The U.S. Department of Health & Human Services handed out blue ribbons and some cash to a series of recent app challenge winners for products that can help users improve their diet compliance, boost their engagement with treatment plans, and even find one another during an emergency.
Here are the highlights:
1. CardioEngagement Challenge ($100,000): Sensei Corp. won this challenge with its Wellness Plus app. The app asks users to input data on their weight, exercise, diet and other factors, and in return, sends users helpful tips and tools to stay on target for better health, according to an article in Healthcare IT News.
For example, Sensei's demo shows a user being reminded to have a particular meal for lunch. The user was in an airport, however, and used the software's 'replace meal' and 'at airport' functions to find a meal that would approximate the one recommended, the story explains.
"The innovation was finding a healthy meal in an airport," Robert Schwarzberg, CEO of Sensei said. But he added that "the application demonstrates the value of a nudge."

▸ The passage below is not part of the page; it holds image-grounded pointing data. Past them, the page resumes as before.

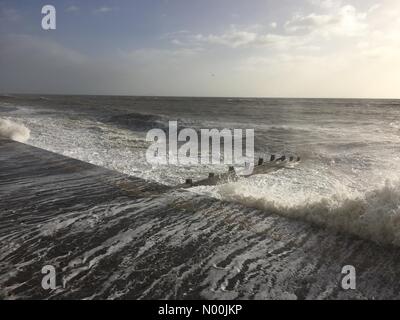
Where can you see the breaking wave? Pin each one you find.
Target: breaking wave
(14, 131)
(374, 216)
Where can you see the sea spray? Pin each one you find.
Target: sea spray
(14, 131)
(374, 216)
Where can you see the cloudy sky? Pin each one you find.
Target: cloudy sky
(261, 48)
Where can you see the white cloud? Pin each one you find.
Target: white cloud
(104, 9)
(345, 21)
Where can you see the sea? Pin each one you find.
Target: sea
(347, 181)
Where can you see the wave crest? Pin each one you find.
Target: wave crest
(374, 216)
(14, 131)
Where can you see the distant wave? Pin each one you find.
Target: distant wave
(14, 131)
(374, 216)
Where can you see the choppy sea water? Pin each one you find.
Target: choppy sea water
(347, 181)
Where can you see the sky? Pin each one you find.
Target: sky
(229, 48)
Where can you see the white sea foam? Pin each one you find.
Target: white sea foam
(374, 215)
(14, 131)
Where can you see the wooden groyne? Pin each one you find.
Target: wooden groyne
(262, 167)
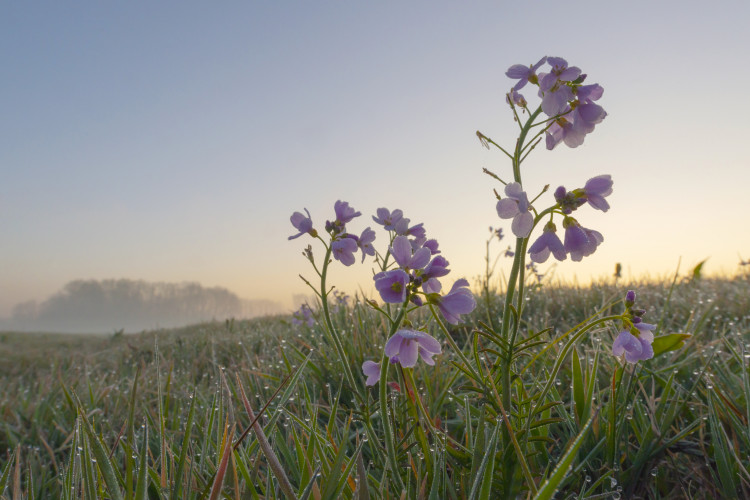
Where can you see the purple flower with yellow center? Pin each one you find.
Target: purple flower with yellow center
(409, 345)
(635, 347)
(365, 243)
(404, 255)
(343, 250)
(596, 189)
(516, 207)
(547, 243)
(302, 224)
(458, 301)
(388, 219)
(392, 285)
(372, 370)
(344, 213)
(524, 74)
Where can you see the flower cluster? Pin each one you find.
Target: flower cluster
(404, 347)
(569, 104)
(578, 241)
(636, 337)
(419, 267)
(343, 244)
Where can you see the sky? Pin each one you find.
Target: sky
(171, 141)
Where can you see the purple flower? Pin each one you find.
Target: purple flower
(343, 250)
(387, 218)
(437, 268)
(365, 243)
(372, 370)
(515, 98)
(596, 189)
(546, 243)
(456, 302)
(408, 345)
(516, 206)
(433, 246)
(302, 224)
(524, 74)
(418, 231)
(579, 241)
(636, 348)
(432, 285)
(344, 213)
(567, 200)
(405, 257)
(392, 285)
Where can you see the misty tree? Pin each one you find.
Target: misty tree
(107, 305)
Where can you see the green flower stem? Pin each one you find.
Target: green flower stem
(390, 437)
(421, 436)
(332, 332)
(453, 344)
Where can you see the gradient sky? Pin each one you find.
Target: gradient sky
(171, 141)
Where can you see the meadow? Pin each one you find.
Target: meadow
(517, 388)
(163, 414)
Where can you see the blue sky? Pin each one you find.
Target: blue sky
(171, 141)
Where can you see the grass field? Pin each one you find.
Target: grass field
(162, 414)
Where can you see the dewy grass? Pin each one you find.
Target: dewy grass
(535, 389)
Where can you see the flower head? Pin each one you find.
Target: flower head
(547, 243)
(372, 370)
(408, 345)
(458, 301)
(524, 74)
(343, 250)
(636, 348)
(636, 339)
(388, 219)
(516, 207)
(302, 224)
(596, 189)
(405, 256)
(392, 285)
(344, 213)
(365, 243)
(580, 242)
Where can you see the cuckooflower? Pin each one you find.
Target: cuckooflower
(524, 74)
(344, 213)
(580, 242)
(365, 243)
(438, 267)
(343, 250)
(409, 345)
(388, 219)
(548, 242)
(596, 189)
(636, 348)
(405, 258)
(456, 302)
(392, 285)
(516, 207)
(372, 370)
(302, 224)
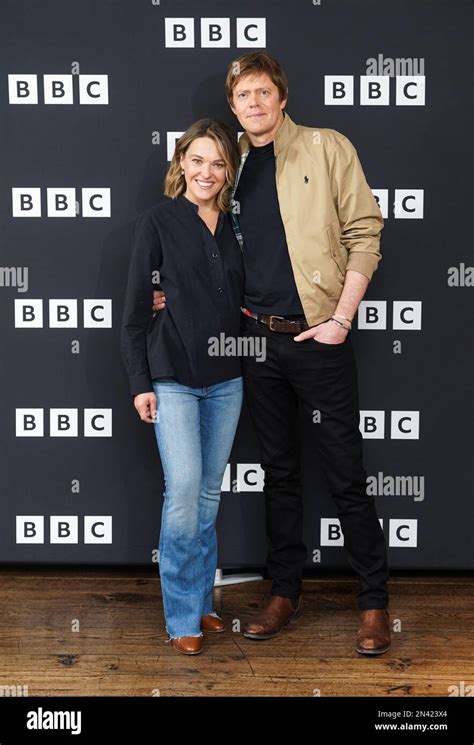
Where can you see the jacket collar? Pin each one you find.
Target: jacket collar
(284, 135)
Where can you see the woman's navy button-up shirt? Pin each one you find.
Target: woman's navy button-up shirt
(202, 277)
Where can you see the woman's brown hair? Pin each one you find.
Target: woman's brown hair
(175, 182)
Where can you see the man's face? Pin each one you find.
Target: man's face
(256, 104)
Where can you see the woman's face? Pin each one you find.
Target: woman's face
(204, 171)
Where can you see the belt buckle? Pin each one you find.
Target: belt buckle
(281, 318)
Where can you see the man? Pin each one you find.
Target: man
(309, 228)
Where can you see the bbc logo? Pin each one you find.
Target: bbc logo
(58, 89)
(215, 32)
(64, 529)
(403, 533)
(374, 90)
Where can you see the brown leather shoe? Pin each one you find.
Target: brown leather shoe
(374, 634)
(212, 624)
(187, 644)
(277, 614)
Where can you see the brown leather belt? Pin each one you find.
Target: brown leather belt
(279, 323)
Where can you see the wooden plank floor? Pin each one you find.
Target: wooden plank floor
(69, 632)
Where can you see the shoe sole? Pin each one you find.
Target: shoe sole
(188, 653)
(372, 652)
(262, 637)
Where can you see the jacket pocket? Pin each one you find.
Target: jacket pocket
(338, 252)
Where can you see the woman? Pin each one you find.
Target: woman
(186, 245)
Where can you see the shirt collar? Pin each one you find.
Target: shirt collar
(184, 200)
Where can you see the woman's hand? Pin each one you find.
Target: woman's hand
(145, 404)
(326, 333)
(159, 300)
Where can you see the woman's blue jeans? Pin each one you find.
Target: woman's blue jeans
(195, 429)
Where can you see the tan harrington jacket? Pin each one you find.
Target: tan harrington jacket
(331, 219)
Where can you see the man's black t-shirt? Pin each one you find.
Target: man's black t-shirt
(269, 282)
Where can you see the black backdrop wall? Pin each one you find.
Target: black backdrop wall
(92, 96)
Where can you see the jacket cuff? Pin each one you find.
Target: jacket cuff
(362, 262)
(140, 384)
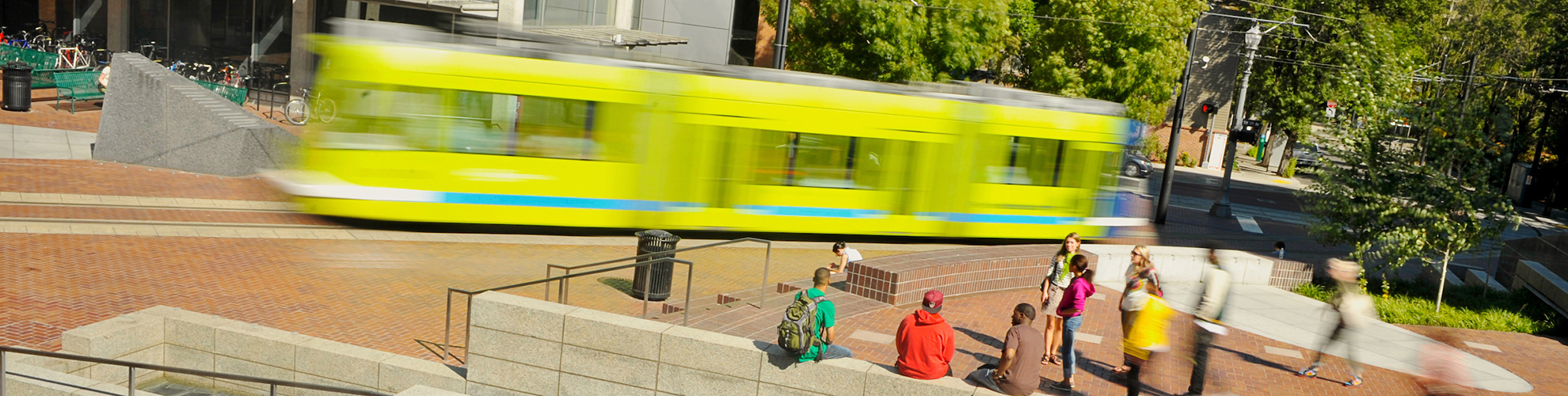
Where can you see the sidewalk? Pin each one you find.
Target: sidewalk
(1305, 323)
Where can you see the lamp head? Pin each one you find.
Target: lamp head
(1254, 36)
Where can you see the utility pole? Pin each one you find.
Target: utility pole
(1163, 205)
(782, 43)
(1222, 208)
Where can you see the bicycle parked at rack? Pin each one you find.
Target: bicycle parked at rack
(311, 105)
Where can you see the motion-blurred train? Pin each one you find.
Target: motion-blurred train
(513, 131)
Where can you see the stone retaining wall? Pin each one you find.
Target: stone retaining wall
(173, 337)
(904, 279)
(157, 118)
(527, 346)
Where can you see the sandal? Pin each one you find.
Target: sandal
(1062, 386)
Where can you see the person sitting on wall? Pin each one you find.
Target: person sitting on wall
(1018, 370)
(926, 340)
(846, 257)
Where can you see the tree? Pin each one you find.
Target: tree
(1128, 52)
(894, 41)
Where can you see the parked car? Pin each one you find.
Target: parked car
(1136, 165)
(1307, 155)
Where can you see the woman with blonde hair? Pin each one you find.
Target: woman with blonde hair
(1057, 279)
(1142, 282)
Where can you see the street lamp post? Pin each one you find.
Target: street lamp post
(782, 43)
(1224, 205)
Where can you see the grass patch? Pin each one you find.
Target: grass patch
(1463, 307)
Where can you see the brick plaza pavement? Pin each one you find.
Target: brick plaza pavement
(379, 295)
(1241, 362)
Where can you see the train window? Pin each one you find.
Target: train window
(1017, 160)
(385, 118)
(790, 158)
(480, 124)
(558, 129)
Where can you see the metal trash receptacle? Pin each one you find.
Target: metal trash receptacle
(654, 277)
(17, 86)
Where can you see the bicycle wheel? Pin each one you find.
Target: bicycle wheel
(325, 110)
(297, 112)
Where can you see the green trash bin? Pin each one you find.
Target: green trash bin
(653, 280)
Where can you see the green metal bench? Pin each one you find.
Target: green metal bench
(43, 65)
(78, 86)
(231, 93)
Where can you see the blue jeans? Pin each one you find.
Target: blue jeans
(1068, 356)
(833, 351)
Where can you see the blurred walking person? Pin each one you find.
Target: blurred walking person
(1355, 312)
(1443, 371)
(1057, 279)
(1211, 307)
(1075, 298)
(1142, 285)
(1142, 282)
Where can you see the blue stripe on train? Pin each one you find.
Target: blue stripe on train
(811, 211)
(1001, 218)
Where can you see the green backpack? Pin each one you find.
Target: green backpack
(798, 328)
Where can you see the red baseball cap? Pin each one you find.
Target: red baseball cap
(934, 301)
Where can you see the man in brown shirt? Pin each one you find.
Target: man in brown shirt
(1018, 370)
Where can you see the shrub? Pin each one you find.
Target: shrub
(1463, 307)
(1151, 149)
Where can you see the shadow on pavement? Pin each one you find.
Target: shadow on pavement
(980, 337)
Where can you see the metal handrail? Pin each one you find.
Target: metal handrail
(446, 348)
(470, 304)
(132, 367)
(767, 261)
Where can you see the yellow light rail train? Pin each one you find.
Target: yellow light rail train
(532, 133)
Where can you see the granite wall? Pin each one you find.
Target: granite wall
(157, 118)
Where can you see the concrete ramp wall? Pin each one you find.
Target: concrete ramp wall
(157, 118)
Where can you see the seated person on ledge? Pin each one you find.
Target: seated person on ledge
(1018, 371)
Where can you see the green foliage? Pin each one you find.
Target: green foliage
(1467, 307)
(891, 41)
(1151, 149)
(1134, 62)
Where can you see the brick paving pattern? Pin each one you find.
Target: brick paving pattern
(113, 179)
(1239, 362)
(380, 295)
(71, 211)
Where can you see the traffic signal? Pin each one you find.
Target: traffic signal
(1249, 133)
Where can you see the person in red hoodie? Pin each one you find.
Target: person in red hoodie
(926, 340)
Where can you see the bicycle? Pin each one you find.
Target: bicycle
(310, 105)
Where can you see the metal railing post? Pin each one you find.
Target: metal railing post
(645, 287)
(447, 345)
(468, 328)
(767, 261)
(687, 309)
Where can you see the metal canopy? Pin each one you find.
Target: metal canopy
(470, 8)
(611, 36)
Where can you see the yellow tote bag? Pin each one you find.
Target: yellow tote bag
(1150, 330)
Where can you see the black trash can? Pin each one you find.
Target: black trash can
(17, 86)
(654, 276)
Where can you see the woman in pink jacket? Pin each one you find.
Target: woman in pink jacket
(1073, 301)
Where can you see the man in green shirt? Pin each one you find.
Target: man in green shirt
(824, 322)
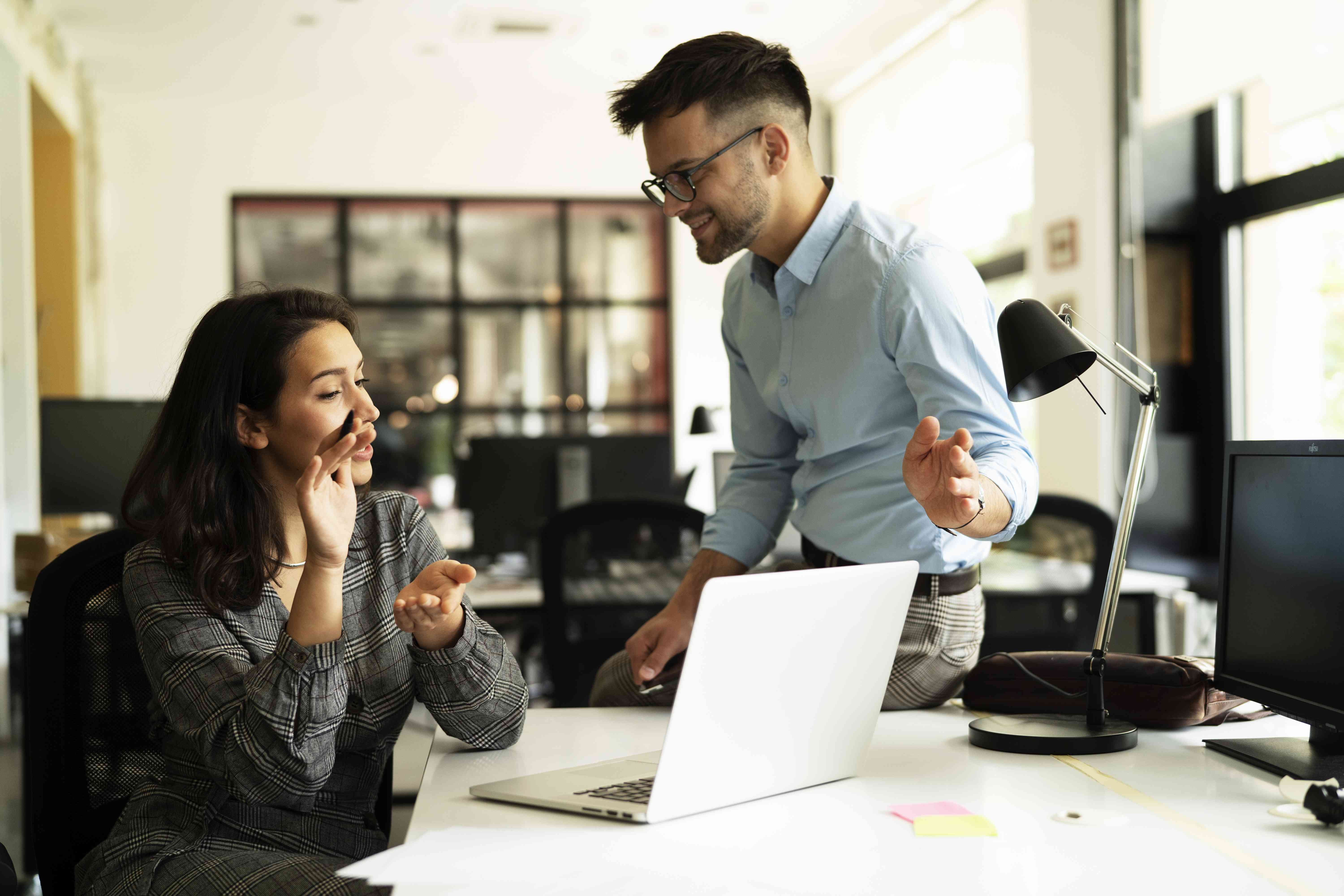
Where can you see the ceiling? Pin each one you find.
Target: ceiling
(251, 49)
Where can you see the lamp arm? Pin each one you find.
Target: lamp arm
(1128, 506)
(1114, 366)
(1150, 397)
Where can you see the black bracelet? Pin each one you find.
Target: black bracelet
(982, 499)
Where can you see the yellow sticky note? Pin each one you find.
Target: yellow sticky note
(955, 827)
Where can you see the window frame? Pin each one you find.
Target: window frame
(573, 422)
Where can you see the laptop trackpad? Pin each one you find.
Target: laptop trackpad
(623, 770)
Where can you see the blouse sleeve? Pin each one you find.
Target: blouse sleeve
(265, 730)
(475, 688)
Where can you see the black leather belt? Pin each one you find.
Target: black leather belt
(928, 585)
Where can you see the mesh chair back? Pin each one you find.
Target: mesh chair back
(87, 739)
(607, 569)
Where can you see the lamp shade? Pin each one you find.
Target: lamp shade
(701, 422)
(1041, 353)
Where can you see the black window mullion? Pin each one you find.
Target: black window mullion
(343, 248)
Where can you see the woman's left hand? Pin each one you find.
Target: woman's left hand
(431, 608)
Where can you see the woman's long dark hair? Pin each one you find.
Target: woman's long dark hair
(196, 487)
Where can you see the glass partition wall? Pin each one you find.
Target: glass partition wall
(482, 318)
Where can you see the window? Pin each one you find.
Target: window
(1295, 324)
(482, 318)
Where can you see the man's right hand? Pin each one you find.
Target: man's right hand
(667, 635)
(658, 641)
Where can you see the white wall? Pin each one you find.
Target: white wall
(1070, 53)
(32, 54)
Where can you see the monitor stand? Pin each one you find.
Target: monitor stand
(1316, 758)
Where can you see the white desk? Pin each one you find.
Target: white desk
(1005, 571)
(839, 839)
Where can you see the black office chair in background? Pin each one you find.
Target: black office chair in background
(1070, 530)
(607, 569)
(87, 734)
(9, 879)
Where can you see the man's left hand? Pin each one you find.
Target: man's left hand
(941, 475)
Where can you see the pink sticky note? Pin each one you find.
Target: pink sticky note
(913, 811)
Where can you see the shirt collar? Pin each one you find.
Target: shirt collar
(807, 257)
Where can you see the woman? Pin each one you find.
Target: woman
(286, 622)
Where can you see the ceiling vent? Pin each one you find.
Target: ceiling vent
(511, 25)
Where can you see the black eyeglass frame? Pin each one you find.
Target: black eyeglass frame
(667, 189)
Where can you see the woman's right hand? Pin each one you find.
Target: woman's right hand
(327, 503)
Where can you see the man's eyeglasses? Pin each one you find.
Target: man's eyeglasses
(678, 183)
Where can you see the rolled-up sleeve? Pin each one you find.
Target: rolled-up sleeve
(757, 496)
(267, 731)
(941, 332)
(475, 688)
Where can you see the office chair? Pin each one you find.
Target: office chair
(1070, 530)
(9, 878)
(87, 734)
(607, 569)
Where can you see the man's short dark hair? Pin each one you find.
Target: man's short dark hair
(725, 72)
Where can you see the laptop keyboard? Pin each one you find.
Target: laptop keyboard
(628, 792)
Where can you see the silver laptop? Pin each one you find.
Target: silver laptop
(780, 690)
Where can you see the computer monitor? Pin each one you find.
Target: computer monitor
(89, 449)
(1282, 602)
(513, 484)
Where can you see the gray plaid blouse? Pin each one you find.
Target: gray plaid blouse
(269, 745)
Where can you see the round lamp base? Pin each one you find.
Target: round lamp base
(1052, 734)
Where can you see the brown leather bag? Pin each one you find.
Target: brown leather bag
(1152, 692)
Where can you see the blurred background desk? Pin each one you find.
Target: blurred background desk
(1041, 604)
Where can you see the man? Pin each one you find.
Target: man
(854, 339)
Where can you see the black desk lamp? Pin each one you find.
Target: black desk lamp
(701, 421)
(1041, 354)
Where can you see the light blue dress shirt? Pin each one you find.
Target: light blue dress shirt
(869, 327)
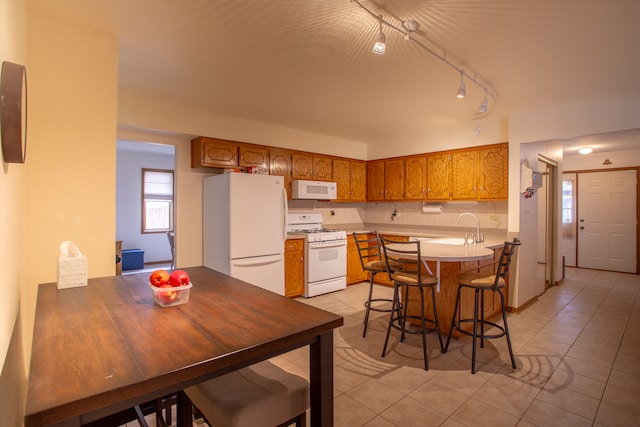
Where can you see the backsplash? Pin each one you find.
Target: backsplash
(492, 215)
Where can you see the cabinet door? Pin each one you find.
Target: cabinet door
(358, 181)
(302, 166)
(294, 267)
(464, 171)
(394, 179)
(342, 177)
(216, 153)
(493, 179)
(253, 155)
(280, 164)
(375, 180)
(323, 168)
(416, 171)
(438, 176)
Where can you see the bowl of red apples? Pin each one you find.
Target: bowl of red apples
(170, 289)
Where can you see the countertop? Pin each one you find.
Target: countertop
(431, 248)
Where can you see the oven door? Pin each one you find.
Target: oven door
(326, 260)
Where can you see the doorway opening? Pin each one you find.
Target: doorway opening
(154, 249)
(547, 219)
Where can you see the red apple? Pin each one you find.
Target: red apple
(159, 278)
(166, 297)
(179, 278)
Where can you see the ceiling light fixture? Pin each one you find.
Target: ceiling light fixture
(462, 90)
(406, 28)
(484, 105)
(379, 47)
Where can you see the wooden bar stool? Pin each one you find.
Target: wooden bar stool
(368, 245)
(480, 283)
(258, 395)
(411, 275)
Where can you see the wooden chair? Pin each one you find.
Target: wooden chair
(371, 260)
(258, 395)
(481, 283)
(410, 276)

2. popHealth Challenge ($75,000): HHS chose popHealth Engage Your PatiEnts (or popEYE) application, an electronic health record tool that physicians can use to generate automatic reminders to patients about needed healthcare treatments or tasks. The challenge required developers to use the popHealth platform to create an app that would engage patients in their own health care, according to iHealthBeat.
3. ASPR Facebook Lifeline App Challenge ($10,000): HHS sought apps that would help users get support from their friends and family during an emergency, and particularly wanted the software ready for this year's hurricane season.
The winning app, called Lifeline, came from students at Brown University, Rhode Island (LifeLine app). Runners up include a team of students from Las Vegas with the app JAIMIC 360, and a group from the University of Illinois, who created AreYouOK?
The apps all help users establish social network connections before a crisis event, and then check on one another, find each other, and offer shelter or support. They also allow the friends or family who are the users' "lifelines" to communicate amongst themselves to find a user who appears to be missing, or cannot be contacted.